Kemalizm, Türk’ün Batı kapitalizmine ram oluşunun
adıydı, Ak Devlet ise Müslüman’ın… Devletin egemen gücünün iki rakip
fraksiyonu, emperyalizm ve küresel sermaye sistemi ile “stratejik ortaklıkta”
buluştular, ayrıca Kürd’e düşmanlıkta…
Beyaz Toroslar, 1990’larda kirli savaş yıllarının
sembolüydü; Ak Devlet ise kontrgerillanın bölgeselleştiği momentte bir yandan
Suriye’de savaş yürütürken, öte yandan dıştaki savaşını içeriye taşımaya
çalıştı. Reyhanlı, Kobanê, Suruç ve Ankara, bölgeselleşen kontrgerillanın,
Batılıların “proxy war” dedikleri tarzda kullanılan ve “sahaya” sürülen
işbirlikçi “cihadistlerin” marifetiydi.
Kemalizmin sıkıştığı yerde Ak Devlet yardıma koştu;
emperyalizmin ve burjuvazinin “açtığı yolda, gösterdiği hedefe” durmadan
yürüdü. Ezilenin mücadelesini düzlemek, öfkesini ve itirazını törpülemek,
sesini kendi soluğuna katmak için çaba harcadı. Kemalizm, Türk’ü istenen kalıba
sokmuştu; Ak Devlet’e ise Kürd’ü kendi ipiyle boğmak, Müslüman’ı kendi düzenine
ideolojik olarak ram etmek görevi miras kaldı.

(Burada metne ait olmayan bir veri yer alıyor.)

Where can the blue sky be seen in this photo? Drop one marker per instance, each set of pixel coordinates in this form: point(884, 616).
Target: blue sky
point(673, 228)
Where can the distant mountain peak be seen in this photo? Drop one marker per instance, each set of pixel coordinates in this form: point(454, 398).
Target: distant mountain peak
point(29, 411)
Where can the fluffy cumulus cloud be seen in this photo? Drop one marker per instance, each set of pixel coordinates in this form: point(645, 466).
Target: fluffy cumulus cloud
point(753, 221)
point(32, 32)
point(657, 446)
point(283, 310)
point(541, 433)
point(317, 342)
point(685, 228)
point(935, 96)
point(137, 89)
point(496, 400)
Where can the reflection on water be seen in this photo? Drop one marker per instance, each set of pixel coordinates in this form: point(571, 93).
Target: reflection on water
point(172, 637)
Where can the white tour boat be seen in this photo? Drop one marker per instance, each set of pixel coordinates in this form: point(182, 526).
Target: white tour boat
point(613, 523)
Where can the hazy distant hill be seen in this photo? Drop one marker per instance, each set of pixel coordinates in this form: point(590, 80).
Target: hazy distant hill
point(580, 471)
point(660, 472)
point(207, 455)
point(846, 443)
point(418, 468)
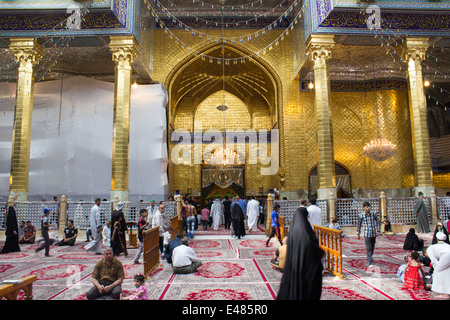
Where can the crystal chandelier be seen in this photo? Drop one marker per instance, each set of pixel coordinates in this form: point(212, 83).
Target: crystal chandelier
point(379, 149)
point(223, 156)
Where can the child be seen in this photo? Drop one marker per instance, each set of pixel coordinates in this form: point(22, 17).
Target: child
point(142, 224)
point(167, 237)
point(412, 277)
point(205, 217)
point(45, 225)
point(141, 292)
point(335, 225)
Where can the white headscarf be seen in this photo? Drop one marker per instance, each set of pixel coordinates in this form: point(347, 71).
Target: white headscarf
point(120, 205)
point(441, 236)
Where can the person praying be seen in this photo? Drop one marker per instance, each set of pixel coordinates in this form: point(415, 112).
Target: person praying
point(252, 214)
point(216, 213)
point(303, 268)
point(237, 216)
point(11, 232)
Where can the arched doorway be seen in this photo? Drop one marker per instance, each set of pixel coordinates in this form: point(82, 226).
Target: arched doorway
point(343, 182)
point(251, 92)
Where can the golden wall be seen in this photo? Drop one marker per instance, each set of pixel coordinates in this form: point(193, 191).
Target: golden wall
point(353, 114)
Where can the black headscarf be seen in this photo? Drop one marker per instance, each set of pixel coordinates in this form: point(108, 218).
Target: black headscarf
point(412, 241)
point(302, 275)
point(237, 215)
point(444, 230)
point(11, 232)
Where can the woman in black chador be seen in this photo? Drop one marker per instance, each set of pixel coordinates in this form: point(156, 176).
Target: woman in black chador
point(237, 216)
point(11, 232)
point(118, 223)
point(302, 275)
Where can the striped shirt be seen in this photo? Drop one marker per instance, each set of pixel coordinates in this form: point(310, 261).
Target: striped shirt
point(190, 210)
point(371, 224)
point(105, 272)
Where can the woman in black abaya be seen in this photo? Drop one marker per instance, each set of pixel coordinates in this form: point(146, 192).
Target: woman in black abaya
point(237, 215)
point(302, 275)
point(11, 232)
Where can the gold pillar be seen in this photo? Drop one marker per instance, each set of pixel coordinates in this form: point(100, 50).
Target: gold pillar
point(415, 50)
point(124, 50)
point(27, 53)
point(319, 51)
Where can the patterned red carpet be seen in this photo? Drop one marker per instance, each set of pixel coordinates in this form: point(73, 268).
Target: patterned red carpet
point(232, 269)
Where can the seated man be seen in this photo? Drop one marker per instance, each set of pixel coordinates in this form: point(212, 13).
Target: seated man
point(70, 235)
point(29, 234)
point(280, 254)
point(107, 277)
point(184, 259)
point(172, 245)
point(386, 227)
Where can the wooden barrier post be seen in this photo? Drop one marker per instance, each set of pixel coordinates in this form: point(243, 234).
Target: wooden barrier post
point(268, 213)
point(330, 240)
point(282, 227)
point(179, 205)
point(11, 291)
point(63, 211)
point(433, 203)
point(116, 200)
point(151, 249)
point(383, 205)
point(332, 206)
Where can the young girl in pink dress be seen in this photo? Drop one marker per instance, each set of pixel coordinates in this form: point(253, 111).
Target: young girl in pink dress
point(413, 279)
point(141, 292)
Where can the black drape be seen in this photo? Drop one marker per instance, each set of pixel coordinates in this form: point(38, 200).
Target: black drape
point(444, 230)
point(237, 216)
point(412, 241)
point(118, 241)
point(11, 232)
point(302, 275)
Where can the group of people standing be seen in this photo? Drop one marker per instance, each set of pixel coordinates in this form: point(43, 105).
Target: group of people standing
point(25, 233)
point(235, 214)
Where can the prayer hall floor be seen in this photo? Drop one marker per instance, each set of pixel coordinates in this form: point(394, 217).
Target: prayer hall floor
point(232, 269)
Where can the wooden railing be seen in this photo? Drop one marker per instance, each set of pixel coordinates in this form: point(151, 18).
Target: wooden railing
point(330, 241)
point(11, 291)
point(282, 227)
point(151, 249)
point(177, 227)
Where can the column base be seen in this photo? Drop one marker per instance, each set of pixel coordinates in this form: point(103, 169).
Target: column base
point(426, 190)
point(123, 195)
point(19, 195)
point(324, 193)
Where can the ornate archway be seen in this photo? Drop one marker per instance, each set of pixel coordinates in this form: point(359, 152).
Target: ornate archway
point(194, 80)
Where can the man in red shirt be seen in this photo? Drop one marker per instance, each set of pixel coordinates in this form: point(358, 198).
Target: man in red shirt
point(29, 234)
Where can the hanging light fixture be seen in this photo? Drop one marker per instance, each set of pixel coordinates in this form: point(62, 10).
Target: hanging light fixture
point(223, 156)
point(379, 149)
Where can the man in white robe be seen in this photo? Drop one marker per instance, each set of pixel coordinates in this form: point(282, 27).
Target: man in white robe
point(252, 214)
point(216, 214)
point(96, 229)
point(314, 213)
point(439, 255)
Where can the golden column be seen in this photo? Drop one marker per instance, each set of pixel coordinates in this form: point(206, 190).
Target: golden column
point(319, 51)
point(27, 53)
point(415, 50)
point(124, 50)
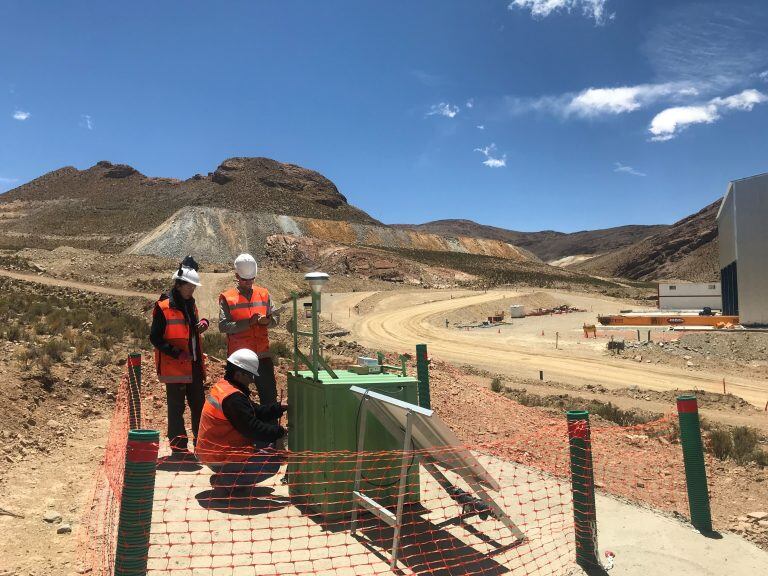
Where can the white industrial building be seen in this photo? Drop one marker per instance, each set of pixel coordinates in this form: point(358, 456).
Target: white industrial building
point(743, 239)
point(690, 296)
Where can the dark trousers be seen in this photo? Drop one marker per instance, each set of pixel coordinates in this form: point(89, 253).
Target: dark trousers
point(177, 395)
point(262, 465)
point(265, 383)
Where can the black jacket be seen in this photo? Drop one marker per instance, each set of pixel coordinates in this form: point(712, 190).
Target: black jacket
point(248, 418)
point(157, 331)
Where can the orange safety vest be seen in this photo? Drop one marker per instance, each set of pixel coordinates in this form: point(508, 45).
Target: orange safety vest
point(171, 370)
point(254, 337)
point(218, 442)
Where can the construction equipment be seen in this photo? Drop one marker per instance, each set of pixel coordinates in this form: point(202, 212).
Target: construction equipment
point(665, 319)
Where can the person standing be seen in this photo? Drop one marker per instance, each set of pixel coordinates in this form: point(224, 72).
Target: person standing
point(179, 359)
point(246, 313)
point(237, 440)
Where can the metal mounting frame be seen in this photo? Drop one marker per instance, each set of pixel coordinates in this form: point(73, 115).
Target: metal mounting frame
point(360, 500)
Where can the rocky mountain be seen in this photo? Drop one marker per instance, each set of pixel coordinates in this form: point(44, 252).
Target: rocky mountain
point(548, 245)
point(117, 200)
point(687, 250)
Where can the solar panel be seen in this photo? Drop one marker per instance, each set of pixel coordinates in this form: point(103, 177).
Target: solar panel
point(430, 436)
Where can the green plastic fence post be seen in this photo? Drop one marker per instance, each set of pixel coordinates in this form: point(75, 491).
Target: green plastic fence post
point(422, 374)
point(583, 488)
point(693, 457)
point(295, 326)
point(136, 503)
point(134, 390)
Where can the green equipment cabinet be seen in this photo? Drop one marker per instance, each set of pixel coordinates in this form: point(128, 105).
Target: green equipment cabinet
point(323, 422)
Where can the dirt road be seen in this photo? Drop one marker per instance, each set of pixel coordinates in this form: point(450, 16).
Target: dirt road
point(48, 281)
point(401, 320)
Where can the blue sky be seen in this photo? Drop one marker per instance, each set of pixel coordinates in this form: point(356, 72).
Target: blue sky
point(524, 114)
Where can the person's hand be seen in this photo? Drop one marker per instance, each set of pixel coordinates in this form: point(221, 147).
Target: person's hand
point(254, 319)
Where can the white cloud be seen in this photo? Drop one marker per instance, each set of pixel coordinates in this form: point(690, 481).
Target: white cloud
point(744, 101)
point(443, 109)
point(594, 9)
point(427, 79)
point(619, 167)
point(594, 102)
point(490, 160)
point(668, 123)
point(599, 101)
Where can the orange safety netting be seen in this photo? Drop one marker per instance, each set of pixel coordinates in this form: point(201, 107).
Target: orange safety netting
point(290, 512)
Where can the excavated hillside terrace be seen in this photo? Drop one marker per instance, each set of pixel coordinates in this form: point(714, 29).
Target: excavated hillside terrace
point(218, 234)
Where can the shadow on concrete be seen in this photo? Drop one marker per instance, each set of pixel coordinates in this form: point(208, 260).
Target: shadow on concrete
point(243, 502)
point(425, 548)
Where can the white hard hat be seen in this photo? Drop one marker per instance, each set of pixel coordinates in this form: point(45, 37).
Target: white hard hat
point(246, 359)
point(187, 275)
point(246, 267)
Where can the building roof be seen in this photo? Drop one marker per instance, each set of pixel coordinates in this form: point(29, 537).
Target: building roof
point(730, 189)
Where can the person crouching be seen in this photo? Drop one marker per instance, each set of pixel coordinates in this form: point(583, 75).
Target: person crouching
point(236, 437)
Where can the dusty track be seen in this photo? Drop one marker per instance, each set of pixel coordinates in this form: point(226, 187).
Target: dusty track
point(48, 281)
point(397, 325)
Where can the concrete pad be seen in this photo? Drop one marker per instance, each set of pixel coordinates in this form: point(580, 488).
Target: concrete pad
point(648, 543)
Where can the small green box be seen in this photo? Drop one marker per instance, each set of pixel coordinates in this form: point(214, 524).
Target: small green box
point(323, 421)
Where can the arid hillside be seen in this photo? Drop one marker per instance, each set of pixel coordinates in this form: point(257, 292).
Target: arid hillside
point(117, 201)
point(218, 235)
point(687, 250)
point(547, 245)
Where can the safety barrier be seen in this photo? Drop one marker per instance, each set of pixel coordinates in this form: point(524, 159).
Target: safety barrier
point(296, 519)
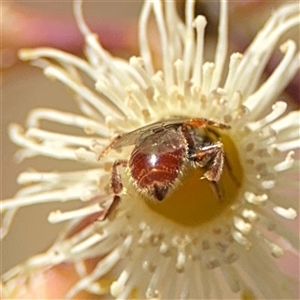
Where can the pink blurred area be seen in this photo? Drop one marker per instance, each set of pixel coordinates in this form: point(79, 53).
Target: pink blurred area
point(40, 23)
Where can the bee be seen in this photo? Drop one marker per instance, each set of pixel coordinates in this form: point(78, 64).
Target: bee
point(162, 151)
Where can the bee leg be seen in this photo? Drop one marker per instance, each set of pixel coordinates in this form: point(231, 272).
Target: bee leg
point(210, 157)
point(112, 207)
point(116, 186)
point(116, 180)
point(216, 187)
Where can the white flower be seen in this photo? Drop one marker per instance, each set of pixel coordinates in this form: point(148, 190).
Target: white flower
point(186, 245)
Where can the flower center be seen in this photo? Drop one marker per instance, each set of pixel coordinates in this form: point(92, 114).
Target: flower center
point(197, 200)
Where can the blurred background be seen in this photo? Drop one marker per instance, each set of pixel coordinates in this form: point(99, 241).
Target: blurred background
point(51, 23)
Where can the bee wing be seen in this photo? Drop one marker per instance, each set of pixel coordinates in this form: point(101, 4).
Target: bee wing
point(140, 134)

Bugün anketlerden, seçimlerden, sandıktan konuşmamızı
isteyenlerin, kitlesel mücadele yerine burjuvazinin parlamentosunda koltuk
hesabı yapmamızı dileyenlerin, “gittikçe otoriterleşen”, “Ankaralılaşan” Ak
Devlet’ten ve “güç zehirlenmesine uğrayarak diktatörleşen” Erdoğan’dan söz
açanların büyük bir kısmı, Ak Devlet’in ilk yıllarını “normalleşme süreci”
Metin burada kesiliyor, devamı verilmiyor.